「本業の碍子部門も注文が減る一方で、給料は遅配が当たり前。おまけにオーナー一族は内輪もめをしているし、労働争議も頻発していましたから、とても会社に希望が持てなかったのです」

 こんな会社、早く辞めよう――。そう決意した稲盛だったが、これまで受験に就職と、人生の転機でうまくいった試しがない。

 転職も同様で、いつの間にか機を逸していたらしい。気づけば同期がみな辞めていくなか、稲盛だけが残ってしまった。

 絶望的な状況だが、稲盛はここで、思い切って発想を転換する。こんなふうに考えることにしたのだ。

 汚い寮にいるから、気分も落ち込むんだ。研究室で実験漬けの暮らしをしよう。厳しい環境から逃げずに、逆にそこに自分を追い込もう――。

 それ以来、稲盛は寮に帰らずに研究室に泊まり込むようになる。どうせやるなら、とことんやる。そんな決意が稲盛の行動を変え、習慣を変え、やがて物事の見方を変えた。

 このときの心境の変化をのちに、こんなふうに綴っている。

「すると、不思議なことに、すばらしい実験結果が出るようになったのです。そうなると、仕事がおもしろくなってきます。不平不満をこぼしている暇もなく、努力すること自体が快感になってきます。上司にも褒められます。ますますやる気が出て、さらに努力を重ねます。またいい結果が出ます」

「今日限りで辞めます」
上司の言葉にプッツン退社

 稲盛は「フォルステライト」という新しいセラミック材料の合成に成功。入社2年目にして、特磁課の主任へと昇格を果たす。

 あれだけ嫌だった職場に、京都の職業安定所で探した人材を連れて来ては、こう熱弁を振るった。

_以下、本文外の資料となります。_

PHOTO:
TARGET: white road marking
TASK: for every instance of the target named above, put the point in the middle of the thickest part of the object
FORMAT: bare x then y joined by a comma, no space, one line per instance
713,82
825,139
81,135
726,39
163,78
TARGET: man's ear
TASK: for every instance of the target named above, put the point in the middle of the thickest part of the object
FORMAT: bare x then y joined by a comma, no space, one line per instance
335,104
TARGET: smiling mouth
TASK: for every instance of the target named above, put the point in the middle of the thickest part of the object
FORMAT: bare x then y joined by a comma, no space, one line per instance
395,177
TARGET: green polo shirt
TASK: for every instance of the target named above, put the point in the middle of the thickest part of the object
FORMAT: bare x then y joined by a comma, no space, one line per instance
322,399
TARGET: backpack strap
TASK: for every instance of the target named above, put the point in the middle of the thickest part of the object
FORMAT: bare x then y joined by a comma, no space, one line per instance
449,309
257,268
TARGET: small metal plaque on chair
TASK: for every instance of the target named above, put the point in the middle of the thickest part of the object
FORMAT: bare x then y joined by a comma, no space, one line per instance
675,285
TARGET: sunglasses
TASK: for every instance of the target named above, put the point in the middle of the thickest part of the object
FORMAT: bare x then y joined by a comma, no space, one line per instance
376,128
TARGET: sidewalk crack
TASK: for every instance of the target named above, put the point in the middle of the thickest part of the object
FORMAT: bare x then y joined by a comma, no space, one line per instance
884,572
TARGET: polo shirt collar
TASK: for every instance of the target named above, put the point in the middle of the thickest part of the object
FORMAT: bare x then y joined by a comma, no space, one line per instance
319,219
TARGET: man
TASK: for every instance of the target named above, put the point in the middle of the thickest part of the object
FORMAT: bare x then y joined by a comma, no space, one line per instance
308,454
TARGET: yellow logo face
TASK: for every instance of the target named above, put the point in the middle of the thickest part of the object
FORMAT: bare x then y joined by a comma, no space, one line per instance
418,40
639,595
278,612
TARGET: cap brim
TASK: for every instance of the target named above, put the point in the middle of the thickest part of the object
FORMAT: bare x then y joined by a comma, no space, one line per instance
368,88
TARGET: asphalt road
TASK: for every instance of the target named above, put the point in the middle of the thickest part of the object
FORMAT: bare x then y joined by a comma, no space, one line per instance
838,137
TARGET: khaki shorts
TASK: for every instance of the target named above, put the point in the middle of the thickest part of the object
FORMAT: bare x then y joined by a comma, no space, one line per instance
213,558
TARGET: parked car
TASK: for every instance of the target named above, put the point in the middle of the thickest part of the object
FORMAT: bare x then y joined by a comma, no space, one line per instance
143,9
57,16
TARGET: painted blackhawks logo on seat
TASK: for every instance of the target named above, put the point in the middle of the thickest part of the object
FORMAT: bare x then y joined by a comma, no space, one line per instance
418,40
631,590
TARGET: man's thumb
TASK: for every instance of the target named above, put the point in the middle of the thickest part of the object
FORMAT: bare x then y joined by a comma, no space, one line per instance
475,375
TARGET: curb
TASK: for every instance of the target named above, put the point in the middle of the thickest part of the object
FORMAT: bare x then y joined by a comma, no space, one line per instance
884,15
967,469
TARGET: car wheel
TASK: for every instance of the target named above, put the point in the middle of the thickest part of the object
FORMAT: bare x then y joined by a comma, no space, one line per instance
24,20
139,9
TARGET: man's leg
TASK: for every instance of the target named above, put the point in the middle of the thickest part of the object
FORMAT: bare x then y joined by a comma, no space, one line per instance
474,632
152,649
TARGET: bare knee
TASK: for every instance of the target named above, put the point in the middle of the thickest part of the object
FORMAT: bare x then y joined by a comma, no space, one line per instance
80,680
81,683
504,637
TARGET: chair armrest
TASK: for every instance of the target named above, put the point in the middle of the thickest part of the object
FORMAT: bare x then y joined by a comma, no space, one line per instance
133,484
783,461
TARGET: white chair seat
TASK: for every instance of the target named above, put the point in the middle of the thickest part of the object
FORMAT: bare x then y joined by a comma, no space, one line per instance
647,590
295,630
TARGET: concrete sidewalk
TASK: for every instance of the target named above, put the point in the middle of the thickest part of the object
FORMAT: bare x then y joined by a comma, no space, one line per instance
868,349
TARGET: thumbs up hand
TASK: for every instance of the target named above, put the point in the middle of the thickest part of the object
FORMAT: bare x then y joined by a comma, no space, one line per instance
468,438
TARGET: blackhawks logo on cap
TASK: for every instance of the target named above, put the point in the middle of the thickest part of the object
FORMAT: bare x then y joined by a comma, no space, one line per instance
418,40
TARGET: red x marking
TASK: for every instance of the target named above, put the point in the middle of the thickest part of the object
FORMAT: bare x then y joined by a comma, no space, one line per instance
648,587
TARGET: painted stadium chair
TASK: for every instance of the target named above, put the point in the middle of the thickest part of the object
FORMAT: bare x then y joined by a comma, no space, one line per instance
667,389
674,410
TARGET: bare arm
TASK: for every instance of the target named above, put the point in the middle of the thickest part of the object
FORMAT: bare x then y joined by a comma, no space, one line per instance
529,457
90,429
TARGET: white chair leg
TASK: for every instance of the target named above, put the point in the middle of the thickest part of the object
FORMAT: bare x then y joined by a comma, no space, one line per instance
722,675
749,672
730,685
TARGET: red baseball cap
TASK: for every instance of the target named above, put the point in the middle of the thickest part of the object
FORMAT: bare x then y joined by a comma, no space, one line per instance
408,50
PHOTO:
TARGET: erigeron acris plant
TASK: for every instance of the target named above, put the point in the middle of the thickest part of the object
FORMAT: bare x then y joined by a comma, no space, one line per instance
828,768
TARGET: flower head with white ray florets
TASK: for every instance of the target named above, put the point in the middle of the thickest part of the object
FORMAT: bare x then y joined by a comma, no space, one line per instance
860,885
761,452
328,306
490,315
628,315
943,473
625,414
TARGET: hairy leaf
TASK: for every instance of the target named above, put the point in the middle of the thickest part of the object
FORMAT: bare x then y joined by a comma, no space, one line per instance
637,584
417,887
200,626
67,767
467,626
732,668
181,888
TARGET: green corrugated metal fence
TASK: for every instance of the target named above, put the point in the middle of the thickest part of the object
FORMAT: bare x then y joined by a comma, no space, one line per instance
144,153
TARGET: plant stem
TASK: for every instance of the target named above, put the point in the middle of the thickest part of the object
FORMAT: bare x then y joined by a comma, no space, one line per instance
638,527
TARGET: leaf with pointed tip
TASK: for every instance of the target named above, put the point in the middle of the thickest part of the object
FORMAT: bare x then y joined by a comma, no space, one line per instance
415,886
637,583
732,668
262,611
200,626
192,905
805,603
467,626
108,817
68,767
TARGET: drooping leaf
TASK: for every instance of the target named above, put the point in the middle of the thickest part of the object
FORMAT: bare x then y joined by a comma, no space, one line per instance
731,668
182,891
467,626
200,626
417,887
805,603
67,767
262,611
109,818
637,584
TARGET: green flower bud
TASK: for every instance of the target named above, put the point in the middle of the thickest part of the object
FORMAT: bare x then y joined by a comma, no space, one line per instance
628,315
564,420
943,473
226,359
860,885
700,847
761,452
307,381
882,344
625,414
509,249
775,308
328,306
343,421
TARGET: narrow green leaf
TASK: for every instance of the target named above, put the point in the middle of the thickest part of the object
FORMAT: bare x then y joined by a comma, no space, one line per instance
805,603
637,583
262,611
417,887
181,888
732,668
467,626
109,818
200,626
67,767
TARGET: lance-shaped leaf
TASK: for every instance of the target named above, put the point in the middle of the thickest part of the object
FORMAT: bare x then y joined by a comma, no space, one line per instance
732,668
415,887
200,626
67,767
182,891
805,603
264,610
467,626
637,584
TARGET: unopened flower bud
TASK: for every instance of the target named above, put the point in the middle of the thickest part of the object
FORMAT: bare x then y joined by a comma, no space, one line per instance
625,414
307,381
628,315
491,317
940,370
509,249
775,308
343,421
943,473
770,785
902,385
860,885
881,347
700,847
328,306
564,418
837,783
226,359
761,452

「このセラミックス部品がなければブラウン管はできない。われわれは今、東大でも京大でもできないような高度な研究に従事している。実践なくしてセラミックスの本質はわからない。すばらしい製品を世に送り出そうではないか」

 愚痴ばかり言っていた自分から卒業した稲盛。自分の置かれた状況を受け入れて、ベストを尽くしたことで、多くの仲間を叱咤激励するリーダーへと成長することができたのである。